Use mostly moscato concentrate initially to get to the right SG...but too much and it might overwhelm the strawberry flavor. 
Use mostly sugar initially to maintain strawberry flavor, but chapitalize with moscato concentrate...that might also be overwhelming.
Boost strawberry flavor by going to 7+ lbs per gallons, but that might add too much tannins from having more seeds.
I thought the concentrate would add a nice flavor and mouthfeel, but it could get overwhelming, so I'm trying to guess the best way to introduce it, and what proportion.


----------



## DizzyIzzy (Jun 12, 2020)

Mazaruni said:


> Hi Folks, I'm a week or two away from strawberry season and I'm making up a recipe for my first dessert wine. I was thinking of getting one of those concentrate kits for 1 gallon of moscato and using them together. Maybe go for 25% of the alcohol to come from the concentrate and the rest from the strawberries, so the moscato doesn't overpower. I guess people use EC-1118 for it's high alcohol tolerance.
> 
> I'm wondering if I should add this moscato at initially or near the end to reach the alcohol limit of the yeast. Also, how many pounds of strawberry per gallon? I would normally try 5-6 lb per gallon. I saw on this forum that some people use a lot more strawberry for dessert wine, but there is also the problem of too much tannin from the seeds.
> 
> Any advice as I build my recipe? Thanks!
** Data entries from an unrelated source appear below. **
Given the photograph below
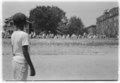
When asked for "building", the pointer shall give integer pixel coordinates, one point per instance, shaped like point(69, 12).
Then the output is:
point(108, 23)
point(91, 30)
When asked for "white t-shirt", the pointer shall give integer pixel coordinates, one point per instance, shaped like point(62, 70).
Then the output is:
point(19, 39)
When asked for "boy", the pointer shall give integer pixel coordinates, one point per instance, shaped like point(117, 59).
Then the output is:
point(20, 46)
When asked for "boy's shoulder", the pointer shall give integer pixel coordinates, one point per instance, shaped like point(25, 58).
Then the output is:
point(19, 33)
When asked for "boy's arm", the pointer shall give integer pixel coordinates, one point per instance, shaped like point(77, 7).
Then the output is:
point(27, 57)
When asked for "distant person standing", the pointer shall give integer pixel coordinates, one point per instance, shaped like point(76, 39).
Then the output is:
point(20, 49)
Hi Mazaruni, with Amish strawberries coming on soon I ordered two cans of Vintner's Strawberry *Puree *(each makes 1 gallon of wine). To that I will add about 15# strawberries. I am hoping to get a real strawberry-tasting wine......at least that is the goal.............who knows as I am still new to this. Good luck to you with your strawberry wine.


----------



## DizzyIzzy (Jun 12, 2020)

Mazaruni, *BTW*.................Vintner's puree does *not *have any seeds. Thought you might want to know that.............Dizzy


----------



## Mazaruni (Jun 12, 2020)

Cool, I might try that! Thanks for the info on no seeds!


----------



## Mazaruni (Jun 22, 2020)

I've got 21 lbs of U-pick strawberries for my dessert wine adventure! A couple questions as I start processing them. I plan to freeze them before getting into the wine making.

1. Do you slice them or ferment whole?
2. Do you mash them in the fermentation bucket or treat them gently?
3. Does anyone know the differences between Vintners Harvest Strawberry Fruit Base vs Puree? Like is one concentrated, or seedless, compared to the other?

I made a little cocktail yesterday of 2 yr old strawberry wine and some Van Gogh Chocolate Vodka, and I think there is some potential for this combo. This chocolate vodka is clear and has a nice flavor, so it won't mess up the color, and a little goes a long way in terms of flavor.

Thank you!


----------



## DizzyIzzy (Jun 23, 2020)

Mazaruni said:


> I've got 21 lbs of U-pick strawberries for my dessert wine adventure! A couple questions as I start processing them. I plan to freeze them before getting into the wine making.
> 
> 1. Do you slice them or ferment whole?
> 2. Do you mash them in the fermentation bucket or treat them gently?
> ...


Hi Mazaruni (sounds Italian)......I recently purchased Vintner's Cherry Fruit Base (which is fermenting now), and was very pleased with the amount of whole dark red cherries in the fruit base liquid. I am following their directions for a 3 gallon batch of wine and will no doubt be adding an oz. or two of cherry puree if more cherry flavor is needed. I would imagine their Strawberry Fruit Base would be the same. Regarding *"puree"*, I purchased several 8 oz. jars of Amoretti Artisan Fruit Purees for $14.81/jar @ Labelpeelers. These purees have *NO fruit,* are thick in consistency, like a thick syrup, and very, very concentrated in taste/flavor. Directions for use is 7-14 oz.* per 10 gallons*. It is my intention in using the purees, to enhance the *"flavor "*of fruit wines, which I make in 1-3 gallon quantities.
Hope this is helpful. BTW.....................your strawberry/chocolate cocktail sounds delightful. I always appreciate a boost in the alcohol content! LOL


----------